AI Pilots Are Easy. Decisions Are Hard. What the Gartner Supply Chain Symposium Made Clear.
May 7, 2026
•
7
mins

When Gartner's research and three years of enterprise deployments point to the same gap, the gap is real.
We were on the main stage at Gartner's Supply Chain Symposium in Orlando twice this week. May 4th with Suketu Gandhi from Kearney, May 5th with Ken Kodger and Suja Chandrasekaran. Gartner's program team wrote the session titles. They were: 'AI Pilots Are Easy. Decisions Are Hard. Here's the Infrastructure Gap.' And: 'The Exception Is the Rule: AI Teams That Handle the 80% No One Wants.'
Those titles are precise. AI pilots are easy because they are bounded — you pick a workflow, define success narrowly, control the inputs. An AI that handles the full invoice population, including the exceptions, including the verbal agreements your ops team made eighteen months ago that nobody wrote down — that is the decision problem. Most enterprise AI deployments are nowhere near it.
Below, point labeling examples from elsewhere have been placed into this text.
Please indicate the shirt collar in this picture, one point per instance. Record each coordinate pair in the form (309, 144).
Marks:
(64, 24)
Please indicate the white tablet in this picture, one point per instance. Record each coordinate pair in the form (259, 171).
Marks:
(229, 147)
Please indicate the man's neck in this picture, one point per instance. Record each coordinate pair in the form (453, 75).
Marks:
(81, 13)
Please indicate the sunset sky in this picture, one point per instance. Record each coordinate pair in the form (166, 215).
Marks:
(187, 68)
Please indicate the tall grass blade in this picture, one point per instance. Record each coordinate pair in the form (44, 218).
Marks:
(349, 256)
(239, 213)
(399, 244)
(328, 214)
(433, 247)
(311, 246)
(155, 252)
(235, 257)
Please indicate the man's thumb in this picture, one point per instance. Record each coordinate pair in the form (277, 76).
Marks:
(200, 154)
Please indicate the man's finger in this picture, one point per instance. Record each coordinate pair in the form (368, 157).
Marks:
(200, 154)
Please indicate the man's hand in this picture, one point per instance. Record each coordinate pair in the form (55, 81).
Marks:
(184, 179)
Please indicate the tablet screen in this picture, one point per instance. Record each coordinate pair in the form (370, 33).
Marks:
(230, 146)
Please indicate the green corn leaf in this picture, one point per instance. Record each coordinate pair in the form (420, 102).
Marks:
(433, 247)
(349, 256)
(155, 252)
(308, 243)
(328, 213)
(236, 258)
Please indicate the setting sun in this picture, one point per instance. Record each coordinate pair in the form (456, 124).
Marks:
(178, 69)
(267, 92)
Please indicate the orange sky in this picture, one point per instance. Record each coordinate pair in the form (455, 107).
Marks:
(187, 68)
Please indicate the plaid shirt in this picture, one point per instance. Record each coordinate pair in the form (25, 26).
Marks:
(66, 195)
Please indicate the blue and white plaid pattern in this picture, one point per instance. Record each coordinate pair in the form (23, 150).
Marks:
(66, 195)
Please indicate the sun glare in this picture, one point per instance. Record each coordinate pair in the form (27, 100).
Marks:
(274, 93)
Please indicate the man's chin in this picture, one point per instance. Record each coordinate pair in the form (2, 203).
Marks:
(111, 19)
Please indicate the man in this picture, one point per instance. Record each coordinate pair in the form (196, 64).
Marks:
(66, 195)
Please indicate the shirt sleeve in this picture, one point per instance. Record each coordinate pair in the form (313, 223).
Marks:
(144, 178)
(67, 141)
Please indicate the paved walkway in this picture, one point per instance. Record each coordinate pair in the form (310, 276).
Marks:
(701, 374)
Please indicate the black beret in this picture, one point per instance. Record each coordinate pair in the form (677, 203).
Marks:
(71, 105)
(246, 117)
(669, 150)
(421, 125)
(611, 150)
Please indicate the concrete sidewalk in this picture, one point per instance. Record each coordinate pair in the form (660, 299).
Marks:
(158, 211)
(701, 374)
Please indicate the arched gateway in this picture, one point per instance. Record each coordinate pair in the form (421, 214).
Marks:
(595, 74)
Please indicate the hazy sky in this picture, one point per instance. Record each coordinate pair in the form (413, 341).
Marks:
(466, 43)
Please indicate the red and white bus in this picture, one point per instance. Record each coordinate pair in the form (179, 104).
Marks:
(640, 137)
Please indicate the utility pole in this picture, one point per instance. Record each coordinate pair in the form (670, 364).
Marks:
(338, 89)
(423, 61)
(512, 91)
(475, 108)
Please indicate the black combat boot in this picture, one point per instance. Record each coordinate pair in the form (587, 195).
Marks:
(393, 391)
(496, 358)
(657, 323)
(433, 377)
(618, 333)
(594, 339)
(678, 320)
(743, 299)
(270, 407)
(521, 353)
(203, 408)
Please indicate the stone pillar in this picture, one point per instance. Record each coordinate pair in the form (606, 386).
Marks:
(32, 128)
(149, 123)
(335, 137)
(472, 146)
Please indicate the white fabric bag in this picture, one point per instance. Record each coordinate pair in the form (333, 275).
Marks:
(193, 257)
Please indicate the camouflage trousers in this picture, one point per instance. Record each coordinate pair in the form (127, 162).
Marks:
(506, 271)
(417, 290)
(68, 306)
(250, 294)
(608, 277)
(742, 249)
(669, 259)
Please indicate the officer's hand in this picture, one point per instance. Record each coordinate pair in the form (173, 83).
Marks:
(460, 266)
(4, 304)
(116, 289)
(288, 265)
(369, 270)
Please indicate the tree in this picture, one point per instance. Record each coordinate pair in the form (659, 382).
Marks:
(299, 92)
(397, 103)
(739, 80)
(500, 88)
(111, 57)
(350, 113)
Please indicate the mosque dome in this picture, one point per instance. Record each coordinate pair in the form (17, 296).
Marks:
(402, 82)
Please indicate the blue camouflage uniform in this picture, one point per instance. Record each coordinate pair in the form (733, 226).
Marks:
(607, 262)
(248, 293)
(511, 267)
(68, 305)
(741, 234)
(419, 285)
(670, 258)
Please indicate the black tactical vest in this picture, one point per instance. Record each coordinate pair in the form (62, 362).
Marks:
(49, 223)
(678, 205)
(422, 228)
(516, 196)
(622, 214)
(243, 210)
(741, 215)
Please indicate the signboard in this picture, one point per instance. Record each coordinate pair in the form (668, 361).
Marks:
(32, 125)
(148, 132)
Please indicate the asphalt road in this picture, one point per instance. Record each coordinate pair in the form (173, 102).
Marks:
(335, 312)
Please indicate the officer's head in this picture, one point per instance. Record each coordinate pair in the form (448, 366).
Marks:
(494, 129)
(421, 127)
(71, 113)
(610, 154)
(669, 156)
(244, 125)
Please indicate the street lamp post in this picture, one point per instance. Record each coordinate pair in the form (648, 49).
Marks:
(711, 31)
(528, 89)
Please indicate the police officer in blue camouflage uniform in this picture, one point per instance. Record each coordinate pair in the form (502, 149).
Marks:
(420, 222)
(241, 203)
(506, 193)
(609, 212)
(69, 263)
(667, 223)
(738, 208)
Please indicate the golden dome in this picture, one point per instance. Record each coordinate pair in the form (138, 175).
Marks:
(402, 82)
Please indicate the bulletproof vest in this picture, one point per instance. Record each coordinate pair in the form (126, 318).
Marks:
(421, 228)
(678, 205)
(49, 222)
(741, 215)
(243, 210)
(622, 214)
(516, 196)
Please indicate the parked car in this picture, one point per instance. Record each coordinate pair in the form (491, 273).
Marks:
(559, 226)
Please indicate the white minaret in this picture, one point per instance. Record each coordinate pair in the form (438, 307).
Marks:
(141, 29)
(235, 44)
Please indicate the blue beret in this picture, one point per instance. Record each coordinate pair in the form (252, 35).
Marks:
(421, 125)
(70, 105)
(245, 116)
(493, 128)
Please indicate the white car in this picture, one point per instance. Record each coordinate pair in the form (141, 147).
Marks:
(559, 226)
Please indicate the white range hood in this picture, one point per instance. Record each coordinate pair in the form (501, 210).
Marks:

“More than 50% of generative AI projects fail. The failure mode is not the model. It is everything the model was supposed to work with.”
What Gartner's research confirms
Gartner's Predicts 2026 report is direct: by 2031, 60% of supply chain disruptions will be resolved without human intervention. By 2028, 40% of supply chains will use AI for proactive, data-driven cost management — up from roughly 5% today. The CSCO Essentials report names why those trajectories are hard: most organizations are dominated by ongoing pilots, poor data quality, and misaligned processes that limit the ability to scale AI. The ambition-to-action gap.
That language is exactly right. And it is not a model gap. The models are good enough. It is an information architecture gap. Most enterprises have not built the infrastructure that AI needs to take decisions rather than surface them.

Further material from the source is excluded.